Latency

Matching engine latency profile — percentile distributions for batch and continuous matching modes, methodology, and how to reproduce.

The matching engine supports two matching modes with different latency characteristics. These numbers were measured on an Apple M-series processor using the HDR histogram benchmark suite.

208ns

Continuous mode p50 — single order, resting on book

541ns

Continuous mode p50 — crossing order, producing a trade

2.6µs

Batch mode p50 — match_tick, 10 orders per tick

3.9M/sec

Sustained throughput — continuous mode, orders per second

How to run

cargo bench -p olympus-core --bench latency

	min	p50	p95	p99	p99.9	max	mean
10 orders	2,416 ns	2,793 ns	3,251 ns	7,375 ns	13,919 ns	34,239 ns	2,938 ns

	min	p50	p95	p99	p99.9	max	mean
10 orders	2,374 ns	2,625 ns	3,167 ns	7,503 ns	13,671 ns	25,135 ns	2,784 ns

	min	p50	p95	p99	p99.9	max	mean
10 trades	4,292 ns	4,503 ns	4,875 ns	5,627 ns	13,503 ns	30,383 ns	4,567 ns

The difference between process_tick and match_tick is ~168ns at p50 for 10 orders. In production this cost is absorbed by the hasher thread, so the engine's effective tick latency is the match_tick number.

Batch throughput

Metric	ops/sec
Sustained throughput (1,000 ticks x 10 orders)	3.5M orders/sec
compute_commitments (10 trades)	219K ops/sec

Worst-case order-to-match latency in batch mode = tick interval + match_tick latency. At the default 1ms interval: ~1.003ms.

Continuous Mode

In continuous mode (OLYMPUS_CONTINUOUS_MATCHING=true), orders are matched individually on arrival, bypassing the sequencer. Commitment batching happens asynchronously on a timer.

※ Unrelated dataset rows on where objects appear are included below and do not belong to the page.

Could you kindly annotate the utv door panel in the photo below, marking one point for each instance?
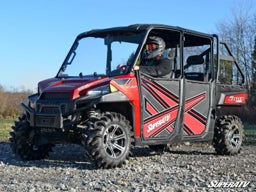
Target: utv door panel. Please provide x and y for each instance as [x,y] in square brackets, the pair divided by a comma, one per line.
[161,103]
[196,109]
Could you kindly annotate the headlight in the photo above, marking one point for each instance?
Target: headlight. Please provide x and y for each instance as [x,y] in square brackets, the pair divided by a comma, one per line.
[99,91]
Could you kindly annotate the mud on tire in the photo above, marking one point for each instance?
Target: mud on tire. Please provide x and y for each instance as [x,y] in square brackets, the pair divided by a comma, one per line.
[21,142]
[228,135]
[109,140]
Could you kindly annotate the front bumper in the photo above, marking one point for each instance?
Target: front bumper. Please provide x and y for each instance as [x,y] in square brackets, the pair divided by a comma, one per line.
[53,113]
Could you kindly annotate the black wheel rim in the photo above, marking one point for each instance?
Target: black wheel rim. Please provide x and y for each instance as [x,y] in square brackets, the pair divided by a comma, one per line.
[235,137]
[115,140]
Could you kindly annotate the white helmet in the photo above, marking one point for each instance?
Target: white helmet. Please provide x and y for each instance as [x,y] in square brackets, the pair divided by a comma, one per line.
[154,46]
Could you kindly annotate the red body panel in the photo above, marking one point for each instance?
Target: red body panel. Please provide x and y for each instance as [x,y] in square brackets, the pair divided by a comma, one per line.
[236,99]
[129,87]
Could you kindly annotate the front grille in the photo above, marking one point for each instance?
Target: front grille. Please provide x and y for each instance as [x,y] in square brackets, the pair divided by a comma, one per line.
[48,121]
[51,110]
[55,96]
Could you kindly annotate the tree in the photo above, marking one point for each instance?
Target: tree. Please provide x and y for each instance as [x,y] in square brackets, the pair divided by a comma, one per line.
[238,33]
[253,87]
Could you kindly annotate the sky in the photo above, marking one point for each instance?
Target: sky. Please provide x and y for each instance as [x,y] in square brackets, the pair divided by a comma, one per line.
[35,36]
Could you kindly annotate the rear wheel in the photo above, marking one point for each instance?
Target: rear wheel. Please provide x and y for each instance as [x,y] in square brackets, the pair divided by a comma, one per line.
[109,140]
[228,135]
[22,142]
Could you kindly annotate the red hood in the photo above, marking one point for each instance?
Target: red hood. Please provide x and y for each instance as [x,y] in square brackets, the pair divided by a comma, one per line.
[74,85]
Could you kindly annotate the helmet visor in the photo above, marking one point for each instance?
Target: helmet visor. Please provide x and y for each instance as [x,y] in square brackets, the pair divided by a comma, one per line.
[151,47]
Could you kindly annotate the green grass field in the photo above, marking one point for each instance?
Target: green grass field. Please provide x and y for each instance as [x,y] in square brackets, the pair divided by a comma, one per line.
[6,124]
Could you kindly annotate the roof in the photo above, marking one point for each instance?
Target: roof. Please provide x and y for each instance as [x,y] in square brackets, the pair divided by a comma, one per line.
[138,28]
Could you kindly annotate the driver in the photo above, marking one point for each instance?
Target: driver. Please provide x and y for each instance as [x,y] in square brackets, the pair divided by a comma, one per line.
[153,62]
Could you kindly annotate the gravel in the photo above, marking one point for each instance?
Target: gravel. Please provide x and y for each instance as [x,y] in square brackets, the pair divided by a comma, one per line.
[183,168]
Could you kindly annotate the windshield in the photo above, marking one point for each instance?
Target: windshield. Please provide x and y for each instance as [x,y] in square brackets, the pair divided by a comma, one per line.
[101,56]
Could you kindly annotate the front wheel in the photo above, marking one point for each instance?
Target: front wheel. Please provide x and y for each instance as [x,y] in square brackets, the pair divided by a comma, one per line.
[228,135]
[109,140]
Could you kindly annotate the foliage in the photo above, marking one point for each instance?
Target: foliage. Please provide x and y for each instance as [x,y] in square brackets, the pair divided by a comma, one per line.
[239,33]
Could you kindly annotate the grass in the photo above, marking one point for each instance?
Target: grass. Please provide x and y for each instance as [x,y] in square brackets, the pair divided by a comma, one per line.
[6,124]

match_order — resting (no trade)

Order rests on the book. No crossing, no settlement.

	min	p50	p95	p99	p99.9	max	mean
single order	125 ns	208 ns	292 ns	1,208 ns	2,625 ns	635,903 ns	261 ns

match_order — crossing (1 trade)

Order crosses the spread and fills against one resting order.

	min	p50	p95	p99	p99.9	max	mean
single order	208 ns	541 ns	750 ns	917 ns	1,333 ns	17,631 ns	548 ns

Sub-microsecond matching

A resting order matches at 208ns (p50). A crossing order that produces a trade takes ~2.6x due to fill settlement (4 ledger operations) and book mutation. No batching delay — latency = match_order time only.

Continuous throughput

Metric	ops/sec
match_order (resting, no trade)	3.83M orders/sec
match_order (crossing, 1 fill)	1.82M orders/sec

Multi-Fill Sweep

Edge case

Most orders fill against 1-2 resting orders. This section characterises worst-case latency for large aggressive orders sweeping multiple price levels.

Latency scales linearly with fill count — each fill requires a full settlement cycle and book pop. Per-fill cost is approximately 180ns at p50.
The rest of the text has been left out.